Victor Basterra ha raccontato questa mattina davanti alla I Corte d’assise di Roma le torture che ha subito dentro la scuola della marina militare a Buenos Aires negli anni della dittatura.
Ma ha anche riferito dei quattro passaporti falsi che fu costretto a fare nel 1982, in quanto valente tipografo e fotografo, per Licio Gelli. Una deposizione che ha consentito di chiedere l’acquisizione nel processo della lista P2 di cui come Gelli faceva parte anche il capo dell’Esma, l’ammniraglio Emilio Massera accusato di tre omicidi di immigrati italiani.
Basterra come gli altrirtestimoni sentiti, da Graciela Ojeda a Munù Actis Guetta a Susana Burgos, ha raccontato come funzionava la “picana” elettrica. Nudo, incappucciato, su una rete metallica con la “picana” infilata in un dito e gli elettrodi sparsi su tutto il corpo, bocca, occhi, narici, interno delle braccia, gemitali. Ma quello che ricorda con più disgusto è quel cappuccio rigido e puzzolente che gli infilavano in testa, rigido e puzzolente per il sangue raggrumato uscito dalla testa dei torturati che l’avevano preceduto.
Basterra fu anchge minacciato di essere torturato con sua figlia, una bambin a di pochi mesi messa nuda su di lui, a sjuon di scariche elettriche.

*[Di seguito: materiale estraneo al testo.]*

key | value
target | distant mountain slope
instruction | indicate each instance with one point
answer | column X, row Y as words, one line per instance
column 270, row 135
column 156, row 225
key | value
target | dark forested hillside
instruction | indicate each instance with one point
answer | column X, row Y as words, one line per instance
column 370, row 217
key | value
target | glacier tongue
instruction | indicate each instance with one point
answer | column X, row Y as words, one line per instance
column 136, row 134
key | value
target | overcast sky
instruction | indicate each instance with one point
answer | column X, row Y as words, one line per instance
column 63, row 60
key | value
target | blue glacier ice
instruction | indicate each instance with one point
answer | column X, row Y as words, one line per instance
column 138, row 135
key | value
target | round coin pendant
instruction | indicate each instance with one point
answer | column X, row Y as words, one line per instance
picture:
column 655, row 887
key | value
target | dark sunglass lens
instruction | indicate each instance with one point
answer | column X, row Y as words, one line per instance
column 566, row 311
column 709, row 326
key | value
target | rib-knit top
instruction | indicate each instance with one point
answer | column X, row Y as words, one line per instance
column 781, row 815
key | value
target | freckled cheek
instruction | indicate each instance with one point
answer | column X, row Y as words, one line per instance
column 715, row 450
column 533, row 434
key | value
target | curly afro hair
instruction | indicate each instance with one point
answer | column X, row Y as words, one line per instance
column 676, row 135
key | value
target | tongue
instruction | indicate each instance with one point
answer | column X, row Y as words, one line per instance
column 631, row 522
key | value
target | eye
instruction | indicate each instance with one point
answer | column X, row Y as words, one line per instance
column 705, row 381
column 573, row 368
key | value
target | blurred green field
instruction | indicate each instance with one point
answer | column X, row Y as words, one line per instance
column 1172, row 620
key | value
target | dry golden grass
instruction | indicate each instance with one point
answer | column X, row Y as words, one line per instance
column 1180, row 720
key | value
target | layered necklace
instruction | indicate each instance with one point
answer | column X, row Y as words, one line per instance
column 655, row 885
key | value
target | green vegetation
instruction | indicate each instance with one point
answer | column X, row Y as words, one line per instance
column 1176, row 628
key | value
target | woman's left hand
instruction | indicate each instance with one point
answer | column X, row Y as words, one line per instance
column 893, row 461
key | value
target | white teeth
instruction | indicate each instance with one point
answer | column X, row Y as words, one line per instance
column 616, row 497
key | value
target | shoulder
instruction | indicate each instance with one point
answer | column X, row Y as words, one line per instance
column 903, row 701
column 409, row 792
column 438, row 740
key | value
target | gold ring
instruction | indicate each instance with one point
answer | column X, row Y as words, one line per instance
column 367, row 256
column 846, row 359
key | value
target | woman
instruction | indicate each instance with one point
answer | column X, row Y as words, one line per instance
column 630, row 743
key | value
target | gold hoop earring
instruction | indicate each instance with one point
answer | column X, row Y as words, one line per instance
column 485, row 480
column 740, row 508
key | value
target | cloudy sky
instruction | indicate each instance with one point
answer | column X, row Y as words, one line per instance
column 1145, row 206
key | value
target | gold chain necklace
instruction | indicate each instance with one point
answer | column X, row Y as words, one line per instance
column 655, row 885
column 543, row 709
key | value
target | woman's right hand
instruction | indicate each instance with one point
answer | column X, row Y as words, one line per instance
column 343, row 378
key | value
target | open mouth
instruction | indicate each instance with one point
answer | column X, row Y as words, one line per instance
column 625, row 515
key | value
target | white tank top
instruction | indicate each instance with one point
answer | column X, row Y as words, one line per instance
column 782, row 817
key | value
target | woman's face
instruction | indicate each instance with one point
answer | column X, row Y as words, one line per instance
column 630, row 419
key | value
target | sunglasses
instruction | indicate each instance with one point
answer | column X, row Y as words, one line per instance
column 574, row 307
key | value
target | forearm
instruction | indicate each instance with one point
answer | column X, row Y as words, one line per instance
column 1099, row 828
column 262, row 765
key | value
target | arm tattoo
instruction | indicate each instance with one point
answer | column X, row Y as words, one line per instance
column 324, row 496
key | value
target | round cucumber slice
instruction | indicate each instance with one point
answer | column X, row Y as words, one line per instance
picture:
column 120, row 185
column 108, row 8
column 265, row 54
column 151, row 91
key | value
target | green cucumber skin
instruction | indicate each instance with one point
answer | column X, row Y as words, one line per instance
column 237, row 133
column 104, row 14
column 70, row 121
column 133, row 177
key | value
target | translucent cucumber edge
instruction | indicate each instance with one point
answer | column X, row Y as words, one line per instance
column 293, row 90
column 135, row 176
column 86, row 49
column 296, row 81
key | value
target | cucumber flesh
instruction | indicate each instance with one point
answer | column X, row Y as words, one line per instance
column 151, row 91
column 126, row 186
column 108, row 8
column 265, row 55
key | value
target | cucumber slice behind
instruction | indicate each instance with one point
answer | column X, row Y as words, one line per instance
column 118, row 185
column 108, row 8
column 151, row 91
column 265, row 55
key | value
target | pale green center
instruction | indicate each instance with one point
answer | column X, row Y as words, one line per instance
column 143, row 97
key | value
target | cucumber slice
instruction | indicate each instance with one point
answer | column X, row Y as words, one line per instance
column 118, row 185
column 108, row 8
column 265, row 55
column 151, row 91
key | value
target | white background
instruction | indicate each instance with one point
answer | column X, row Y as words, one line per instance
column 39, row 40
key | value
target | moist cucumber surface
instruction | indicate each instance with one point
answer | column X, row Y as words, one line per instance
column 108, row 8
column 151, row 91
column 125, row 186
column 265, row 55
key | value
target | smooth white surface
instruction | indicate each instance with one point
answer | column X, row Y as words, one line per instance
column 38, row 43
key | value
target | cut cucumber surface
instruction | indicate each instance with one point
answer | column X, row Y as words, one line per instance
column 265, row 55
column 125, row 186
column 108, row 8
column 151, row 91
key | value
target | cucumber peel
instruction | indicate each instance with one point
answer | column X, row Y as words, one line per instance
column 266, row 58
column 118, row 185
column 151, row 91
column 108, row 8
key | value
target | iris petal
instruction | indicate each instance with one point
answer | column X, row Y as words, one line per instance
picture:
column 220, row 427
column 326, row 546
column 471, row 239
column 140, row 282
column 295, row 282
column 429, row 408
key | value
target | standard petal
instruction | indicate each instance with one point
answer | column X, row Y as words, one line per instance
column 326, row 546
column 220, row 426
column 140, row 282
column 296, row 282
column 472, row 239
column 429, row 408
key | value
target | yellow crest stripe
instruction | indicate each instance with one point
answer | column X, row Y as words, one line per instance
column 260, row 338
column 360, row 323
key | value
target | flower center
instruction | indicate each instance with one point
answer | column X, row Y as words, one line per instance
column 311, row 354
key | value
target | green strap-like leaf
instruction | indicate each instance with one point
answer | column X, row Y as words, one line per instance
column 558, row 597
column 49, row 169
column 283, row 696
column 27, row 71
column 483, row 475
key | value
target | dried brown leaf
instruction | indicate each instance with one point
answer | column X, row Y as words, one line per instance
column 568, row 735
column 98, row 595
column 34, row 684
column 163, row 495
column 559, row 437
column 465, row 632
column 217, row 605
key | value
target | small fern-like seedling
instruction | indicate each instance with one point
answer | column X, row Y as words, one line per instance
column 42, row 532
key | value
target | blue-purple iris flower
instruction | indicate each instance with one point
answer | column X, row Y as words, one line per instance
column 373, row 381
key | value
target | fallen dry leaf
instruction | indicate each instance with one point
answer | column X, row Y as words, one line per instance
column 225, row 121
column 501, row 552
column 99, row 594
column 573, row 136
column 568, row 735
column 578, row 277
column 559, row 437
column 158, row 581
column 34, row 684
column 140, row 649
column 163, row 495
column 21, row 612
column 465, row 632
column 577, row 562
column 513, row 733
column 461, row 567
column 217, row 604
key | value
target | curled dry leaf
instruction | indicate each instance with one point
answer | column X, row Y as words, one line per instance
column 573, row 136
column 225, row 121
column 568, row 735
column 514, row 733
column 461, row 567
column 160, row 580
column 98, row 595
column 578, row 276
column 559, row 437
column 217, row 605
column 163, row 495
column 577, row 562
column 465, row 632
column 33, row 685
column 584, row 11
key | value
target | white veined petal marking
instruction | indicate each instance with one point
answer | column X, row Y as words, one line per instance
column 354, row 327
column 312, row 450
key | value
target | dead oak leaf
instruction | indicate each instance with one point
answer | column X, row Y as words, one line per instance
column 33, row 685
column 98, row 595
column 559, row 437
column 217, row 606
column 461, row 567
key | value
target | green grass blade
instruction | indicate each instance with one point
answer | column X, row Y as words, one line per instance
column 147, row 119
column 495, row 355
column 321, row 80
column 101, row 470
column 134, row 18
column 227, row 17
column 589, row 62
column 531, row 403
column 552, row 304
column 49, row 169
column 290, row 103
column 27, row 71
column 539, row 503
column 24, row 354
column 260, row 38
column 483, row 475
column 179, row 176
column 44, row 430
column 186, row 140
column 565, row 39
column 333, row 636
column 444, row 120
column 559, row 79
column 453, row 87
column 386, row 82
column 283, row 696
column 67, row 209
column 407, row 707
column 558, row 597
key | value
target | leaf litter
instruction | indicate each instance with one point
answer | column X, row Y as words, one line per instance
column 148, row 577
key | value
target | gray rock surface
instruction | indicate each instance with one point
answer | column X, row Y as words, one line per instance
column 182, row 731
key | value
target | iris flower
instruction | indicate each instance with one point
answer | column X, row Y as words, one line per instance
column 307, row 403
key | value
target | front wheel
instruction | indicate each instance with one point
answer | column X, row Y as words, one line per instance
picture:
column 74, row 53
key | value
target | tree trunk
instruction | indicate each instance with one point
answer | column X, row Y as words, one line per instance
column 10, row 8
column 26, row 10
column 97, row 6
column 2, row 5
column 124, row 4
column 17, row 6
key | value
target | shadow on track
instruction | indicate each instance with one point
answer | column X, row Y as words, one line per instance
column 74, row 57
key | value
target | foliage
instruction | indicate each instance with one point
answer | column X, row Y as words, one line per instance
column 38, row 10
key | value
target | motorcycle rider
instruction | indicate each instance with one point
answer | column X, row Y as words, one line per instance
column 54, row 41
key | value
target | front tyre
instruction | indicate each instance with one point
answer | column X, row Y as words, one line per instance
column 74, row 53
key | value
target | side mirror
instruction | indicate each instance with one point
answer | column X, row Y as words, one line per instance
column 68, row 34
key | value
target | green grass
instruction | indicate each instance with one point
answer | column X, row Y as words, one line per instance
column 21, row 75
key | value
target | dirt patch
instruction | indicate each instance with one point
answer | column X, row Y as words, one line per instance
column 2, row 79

Poi per fortuna la sua compagna e la bambina furono rilasciate.

Lui è rimnsto per quattro anni dentro l’Esma, è stato l’ultimo prigioniero ad essere liberato. E per quattro anni ha fatto il fotografo e il tipografo per i militari. Ma è riuscito a trafugare foto dei golpisti, ottanta scatti che è riuscito a portare fuori dalla caserma dell’orrore. E insieme ha trafugato anche 13 foto di detenuti che sono poi diventati “desaparecidos”. Come Josephina Miraflor, Fernando Brodsk, iIda Adad (qui sopa da sinistra a destra), Enrique Arreti, Elsa Martinez, Pablo Lepiscopo, Juan Carlos Chiaravalle,  Graciela Alberti…
Eccola la vendetta di Basterra. Documentare l’orrore. Una foto di una scheda da lui ritrovata, quella di Anna Maria Martinez detenuta dal ’77, è finita negli atti processuali: riguarda Massera, l’accusato, che resse l’Esma fino al dicembre del 1978.
E’ un processo di dolore, quello che si celebra a Roma per la morte dei due Pogoraro e per quella di Maria Angela Aieta. Prossime uydienze ilo 27 e il 28 settembre.
Basterra mercoledì alle 18 alla Casetta Rossa di Garbatella parlerà di queste foto. Per non dimenticare.